Thus we find a tendency, eminently communistic, springing up on all sides, and in various guises, in the very heart of theoretically individualist societies.
Suppose that one of our great cities, so egotistic in ordinary times, were visited to-morrow by some calamity—a siege, for instance—that same selfish city would decide that the first needs to satisfy were those of the children and the aged. Without asking what services they had rendered, or were likely to render to society, it would first of all feed them. Then the combatants would be cared for, irrespective of the courage or the intelligence which each had displayed, and thousands of men and women would outvie each other in unselfish devotion to the wounded.
This tendency exists, and is felt as soon as the most pressing needs of each are satisfied, and in proportion as the productive power of the race increases. It becomes an active force every time a great idea comes to oust the mean preoccupations of everyday life.
How can we doubt, then, that when the instruments of production are placed at the service of all, when business is conducted on Communist principles, when labour, having recovered its place of honour in society, produces much more than is necessary to all—how can we doubt that this force (already so powerful), will enlarge its sphere of action till it becomes the ruling principle of social life?
Following these indications, and considering further the practical side of expropriation, of which we shall speak in the following chapters, we are convinced that our first obligation, when the revolution shall have broken the power upholding the present system, will be to realize Communism without delay.
But ours is neither the Communism of Fourier and the Phalansteriens, nor of the German State Socialists. It is Anarchist Communism, Communism without government—the Communism of the Free. It is the synthesis of the two ideals pursued by humanity throughout the ages—Economic and Political Liberty.
II
In taking "Anarchy" for our ideal of political organization we are only giving expression to another marked tendency of human progress. Whenever European societies have developed up to a certain point, they have shaken off the yoke of authority and substituted a system founded more or less on the principles of individual liberty. And history shows us that these periods of partial or general revolution, when the old governments were overthrown, were also periods of sudden, progress both in the economic and the intellectual field. So it was after the enfranchisement of the communes, whose monuments, produced by the free labour of the guilds, have never been surpassed; so it was after the great peasant uprising which brought about the Reformation and imperilled the papacy; and so it was again with the society, free for a brief space, which was created on the other side of the Atlantic by the malcontents from the Old world.
And, if we observe the present development of civilized nations, we see, most unmistakably, a movement ever more and more marked tending to limit the sphere of action of the Government, and to allow more and more liberty to the individual. This evolution is going on before our eyes, though cumbered by the ruins and rubbish of old institutions and old superstitions. Like all evolutions, it only waits a revolution to overthrow the old obstacles which block the way, that it may find free scope in a regenerated society.

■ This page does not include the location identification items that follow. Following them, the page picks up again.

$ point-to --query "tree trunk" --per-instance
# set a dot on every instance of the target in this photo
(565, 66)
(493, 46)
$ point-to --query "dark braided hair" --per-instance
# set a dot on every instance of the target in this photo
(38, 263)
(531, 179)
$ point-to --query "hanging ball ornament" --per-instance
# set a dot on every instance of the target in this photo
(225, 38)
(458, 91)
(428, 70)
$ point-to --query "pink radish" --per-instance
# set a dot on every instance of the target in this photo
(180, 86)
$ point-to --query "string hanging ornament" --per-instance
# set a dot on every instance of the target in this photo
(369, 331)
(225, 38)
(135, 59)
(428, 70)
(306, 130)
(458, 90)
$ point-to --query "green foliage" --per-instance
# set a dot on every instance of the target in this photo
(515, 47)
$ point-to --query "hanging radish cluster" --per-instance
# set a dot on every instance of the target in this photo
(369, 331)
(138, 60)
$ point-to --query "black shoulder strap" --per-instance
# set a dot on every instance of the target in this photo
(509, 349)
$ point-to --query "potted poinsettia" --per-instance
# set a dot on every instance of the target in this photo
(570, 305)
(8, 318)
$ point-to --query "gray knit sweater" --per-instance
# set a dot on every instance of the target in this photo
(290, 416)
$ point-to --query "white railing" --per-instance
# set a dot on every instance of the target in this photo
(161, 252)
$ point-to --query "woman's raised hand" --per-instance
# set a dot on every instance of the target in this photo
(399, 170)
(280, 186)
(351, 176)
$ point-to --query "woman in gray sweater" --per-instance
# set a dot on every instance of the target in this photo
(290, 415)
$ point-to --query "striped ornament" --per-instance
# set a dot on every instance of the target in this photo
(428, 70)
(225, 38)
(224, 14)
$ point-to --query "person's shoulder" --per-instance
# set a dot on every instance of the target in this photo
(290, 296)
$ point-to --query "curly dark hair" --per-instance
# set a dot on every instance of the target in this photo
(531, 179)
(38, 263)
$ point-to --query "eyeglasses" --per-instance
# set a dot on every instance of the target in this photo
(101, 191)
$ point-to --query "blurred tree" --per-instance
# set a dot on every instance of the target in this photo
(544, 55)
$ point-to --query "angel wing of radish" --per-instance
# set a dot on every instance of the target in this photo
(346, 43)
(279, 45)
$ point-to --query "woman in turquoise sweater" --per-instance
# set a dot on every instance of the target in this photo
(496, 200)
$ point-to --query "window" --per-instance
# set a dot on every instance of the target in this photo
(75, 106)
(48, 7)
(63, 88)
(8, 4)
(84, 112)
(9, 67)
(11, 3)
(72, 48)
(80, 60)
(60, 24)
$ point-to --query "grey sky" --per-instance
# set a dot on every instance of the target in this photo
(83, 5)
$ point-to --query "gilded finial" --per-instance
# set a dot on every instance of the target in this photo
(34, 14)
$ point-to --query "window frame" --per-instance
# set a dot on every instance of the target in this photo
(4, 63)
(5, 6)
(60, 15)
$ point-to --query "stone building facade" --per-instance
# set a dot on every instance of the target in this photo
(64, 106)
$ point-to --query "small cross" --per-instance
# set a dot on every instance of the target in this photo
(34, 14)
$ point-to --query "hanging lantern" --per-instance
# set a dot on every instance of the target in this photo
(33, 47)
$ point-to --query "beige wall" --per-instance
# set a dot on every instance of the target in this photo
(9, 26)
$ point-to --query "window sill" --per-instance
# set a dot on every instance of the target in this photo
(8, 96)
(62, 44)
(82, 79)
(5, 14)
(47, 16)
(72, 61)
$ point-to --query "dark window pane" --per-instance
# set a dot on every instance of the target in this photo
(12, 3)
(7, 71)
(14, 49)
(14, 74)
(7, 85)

After having striven long in vain to solve the insoluble problem—the problem of constructing a government "which will constrain the individual to obedience without itself ceasing to be the servant of society," men at last attempt to free themselves from every form of government and to satisfy their need for organization by free contacts between individuals and groups pursuing the same aim. The independence of each small territorial unit becomes a pressing need; mutual agreement replaces law in order to regulate individual interests in view of a common object—very often disregarding the frontiers of the present States.